Peak Performance Pasta
For a tasty energizing meal, try Dance Magazine’s “Peak Performance Pasta”
1/2 pound whole-wheat pasta
1 small onion, chopped
1/8 teaspoon hot red pepper flakes to taste
2-3 cups bite-size pre-washed spinach and/or any combination of fresh or frozen vegetables
1 15-oz. can white, black, or red beans drained, or 1 7-.oz. can white tuna in water, drained
Fresh or dried herbs to taste
Salt and pepper to taste
Lemon juice or Parmesan cheese (optional)

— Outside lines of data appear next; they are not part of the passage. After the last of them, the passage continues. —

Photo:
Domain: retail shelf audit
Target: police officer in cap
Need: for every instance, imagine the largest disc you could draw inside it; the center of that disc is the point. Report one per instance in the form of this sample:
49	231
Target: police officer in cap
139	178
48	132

Prepare pasta according to package directions. While pasta is boiling, pour enough oil into large skillet to make a thin film on bottom. Heat over medium-high heat. Add onions and stir until just soft. Add hot pepper flakes and toss. Add spinach and cook until slightly wilted (cook other vegetables until barely soft). Stir in beans or tuna and herbs. Toss until heated. Mix into drained pasta. Season, squeeze in a touch of lemon juice, and add cheese if desired. Makes 2-3 servings.
For an Asian variation, use a mixture of peanut and sesame oil. Instead of herbs, add a pinch of ginger. Sprinkle with sesame seeds instead of Parmesan cheese.